One of the major tasks in the design of a multidatabase system (MDBS) is the de nition and maintenance of the global schema. Traditionally, this is accomplished by requiring the local databases participating in the MDBS to provide \export schemas" that are merged into a global schema. Resolution of schema and data incompatibilities, and mapping between local and global schemas are, in general, very di cult tasks that must be performed at the multidatabase level. We believe that a solution to this formidable problem may lie in the shifting of responsibility for these tasks to the local level. We propose a model in which the MDBS administrator de nes the global schema as a view that is to be maintained by e a c h of the participating databases.

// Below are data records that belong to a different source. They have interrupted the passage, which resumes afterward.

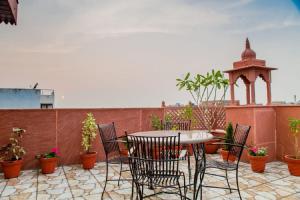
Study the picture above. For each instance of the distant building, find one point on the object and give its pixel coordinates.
(14, 98)
(8, 11)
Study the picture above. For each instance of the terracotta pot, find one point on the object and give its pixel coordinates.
(211, 148)
(88, 160)
(293, 165)
(48, 165)
(124, 152)
(258, 163)
(224, 154)
(11, 169)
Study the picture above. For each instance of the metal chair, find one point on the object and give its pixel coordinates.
(236, 149)
(183, 126)
(112, 151)
(155, 169)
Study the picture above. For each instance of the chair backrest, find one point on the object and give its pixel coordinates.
(153, 156)
(240, 136)
(183, 126)
(109, 138)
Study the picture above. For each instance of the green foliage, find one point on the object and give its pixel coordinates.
(155, 122)
(89, 132)
(13, 150)
(228, 136)
(208, 92)
(294, 125)
(258, 151)
(157, 125)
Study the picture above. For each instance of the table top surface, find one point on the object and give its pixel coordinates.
(186, 137)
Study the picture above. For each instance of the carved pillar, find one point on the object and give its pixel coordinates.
(232, 93)
(253, 92)
(248, 93)
(269, 101)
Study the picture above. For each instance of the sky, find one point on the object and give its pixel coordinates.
(116, 53)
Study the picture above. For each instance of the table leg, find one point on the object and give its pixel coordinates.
(200, 164)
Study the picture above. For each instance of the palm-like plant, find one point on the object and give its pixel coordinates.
(294, 125)
(89, 132)
(208, 92)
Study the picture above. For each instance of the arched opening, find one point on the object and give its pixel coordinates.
(241, 89)
(261, 90)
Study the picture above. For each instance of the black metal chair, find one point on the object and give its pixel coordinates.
(236, 149)
(112, 151)
(154, 162)
(182, 126)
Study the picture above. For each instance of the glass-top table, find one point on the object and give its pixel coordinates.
(196, 139)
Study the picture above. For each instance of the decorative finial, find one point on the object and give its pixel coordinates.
(248, 53)
(247, 44)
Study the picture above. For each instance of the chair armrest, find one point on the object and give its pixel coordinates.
(230, 144)
(182, 154)
(219, 138)
(114, 141)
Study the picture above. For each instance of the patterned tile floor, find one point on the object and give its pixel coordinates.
(72, 182)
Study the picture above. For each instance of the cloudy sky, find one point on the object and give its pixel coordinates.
(116, 53)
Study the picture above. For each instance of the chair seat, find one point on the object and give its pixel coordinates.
(118, 160)
(160, 178)
(210, 163)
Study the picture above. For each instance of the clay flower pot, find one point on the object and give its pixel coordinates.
(211, 148)
(124, 152)
(48, 165)
(224, 154)
(258, 163)
(88, 160)
(293, 165)
(11, 169)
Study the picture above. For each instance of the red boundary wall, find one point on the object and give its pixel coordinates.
(269, 127)
(46, 129)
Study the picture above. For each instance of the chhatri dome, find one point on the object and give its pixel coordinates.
(248, 53)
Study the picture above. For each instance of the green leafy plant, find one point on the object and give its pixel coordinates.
(13, 150)
(258, 151)
(89, 132)
(208, 92)
(156, 122)
(228, 136)
(294, 125)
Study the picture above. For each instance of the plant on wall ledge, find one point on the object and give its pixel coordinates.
(258, 158)
(12, 154)
(208, 93)
(89, 133)
(294, 160)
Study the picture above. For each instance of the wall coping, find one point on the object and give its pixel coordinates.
(57, 109)
(263, 106)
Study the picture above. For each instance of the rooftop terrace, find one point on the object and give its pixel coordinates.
(72, 182)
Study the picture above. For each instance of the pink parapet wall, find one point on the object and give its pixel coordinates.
(269, 127)
(61, 128)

The MDBS layer supports submission and processing of (global) queries expressed over a union of such views. Each participating database must provide a view of its database that conforms to the global speci cation and must promise to respond to queries formulated over this view. We discuss the architecture of such systems and the problems involved in the processing of global queries.

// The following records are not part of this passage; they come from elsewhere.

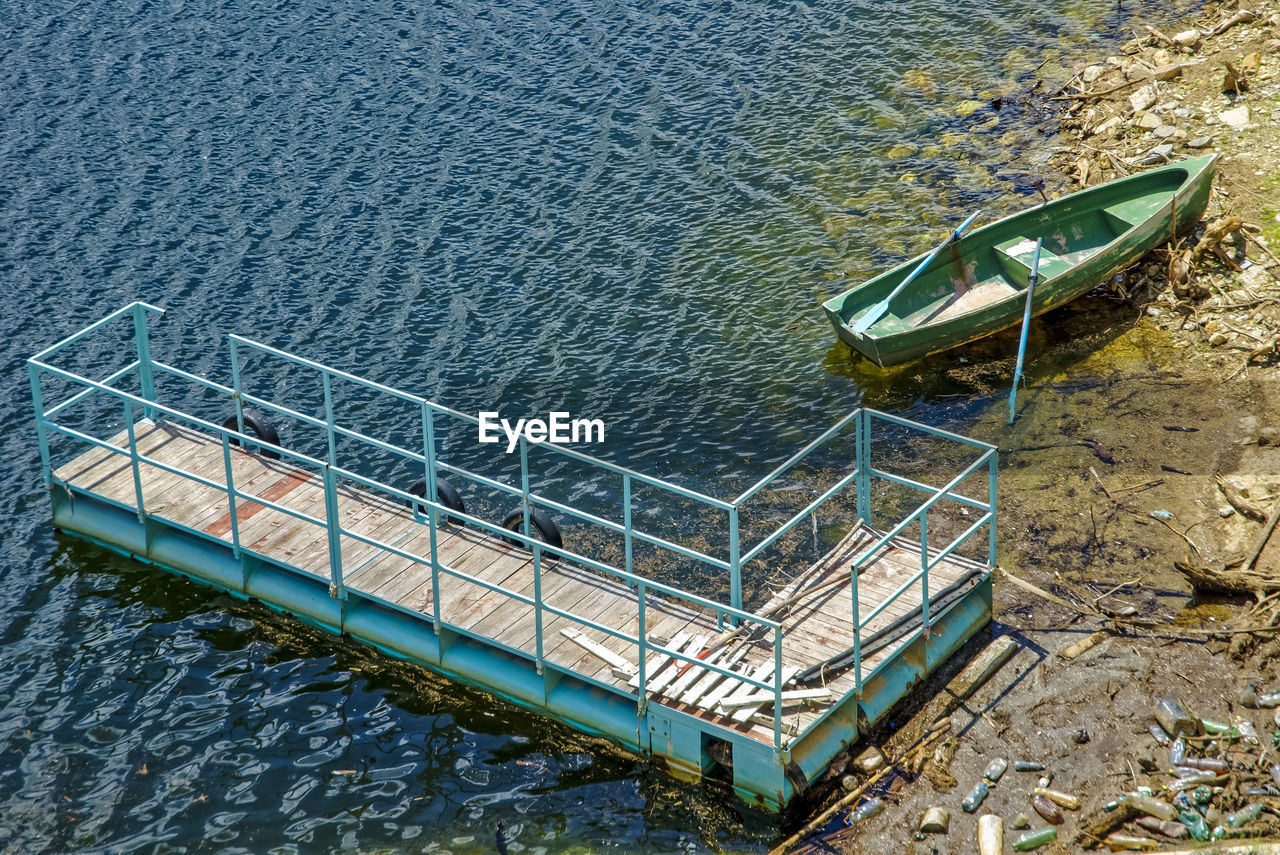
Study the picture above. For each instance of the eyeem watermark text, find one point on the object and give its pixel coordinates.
(558, 429)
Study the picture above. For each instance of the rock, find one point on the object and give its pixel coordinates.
(1143, 99)
(936, 821)
(869, 760)
(1237, 118)
(1159, 154)
(1107, 127)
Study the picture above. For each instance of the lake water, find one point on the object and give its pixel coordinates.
(625, 210)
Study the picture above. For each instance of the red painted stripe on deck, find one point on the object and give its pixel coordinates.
(273, 493)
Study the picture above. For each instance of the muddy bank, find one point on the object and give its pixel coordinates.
(1156, 447)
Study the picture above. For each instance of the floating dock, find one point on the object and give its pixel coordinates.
(766, 698)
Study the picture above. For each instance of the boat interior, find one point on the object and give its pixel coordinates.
(999, 268)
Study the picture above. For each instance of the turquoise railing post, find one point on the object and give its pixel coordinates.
(629, 545)
(538, 604)
(524, 484)
(777, 685)
(133, 460)
(334, 526)
(433, 520)
(236, 389)
(643, 644)
(864, 466)
(328, 417)
(231, 493)
(735, 567)
(858, 631)
(991, 501)
(924, 572)
(37, 399)
(142, 341)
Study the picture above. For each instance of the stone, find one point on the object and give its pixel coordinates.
(869, 760)
(936, 821)
(1143, 99)
(1237, 118)
(1107, 127)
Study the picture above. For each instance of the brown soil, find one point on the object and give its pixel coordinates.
(1110, 475)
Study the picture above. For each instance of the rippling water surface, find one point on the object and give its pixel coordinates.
(627, 210)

Data Base Management Systems Query Optimization Techniques for Distributed Database Systems

IJRASET, 2021

The fundamental goal of this postulation is to introduce various models for single also as numerous inquiry handling in the Distributed data set framework which brings about less question handling cost. One of the significant issues in the plan and execution of Distributed Information Base Management Systems (DDBMS) is productive inquiry handling. The objective of dispersed inquiry improvement decreases to minimization of measure of information to be communicated among destinations for handling a given inquiry. The issue of question handling in DDBS (1 1) has been concentrated broadly in writing. In the greater part of calculations, the capability of the question will contain a grouping of tasks. In such cases, while executing tasks from right to left, as per the request for tasks in arrangement, the aftereffect of an activity might be an operand to the next activity. Since the tasks are subject to each other, at a moment in particular one activity at one site will be executed despite the fact that the climate is dispersed. Then frameworks at any remaining locales will be inactive for this inquiry. Another model, Totally Reducible Relation Model (CRK Medel), which permits parallelism and processes numerous tasks all the while at all important locales is introduced. It is expected that the tasks are in the type of conjunctions. So every activity can be handled freely. In this model at some moment, relations at every single significant site will be totally diminished by relating sets of every appropriate activity (Determinations, Semijoins and Joins) all the while. Thus, every connection will be checked just a single time to deal with all appropriate tasks by decreasing VO cost.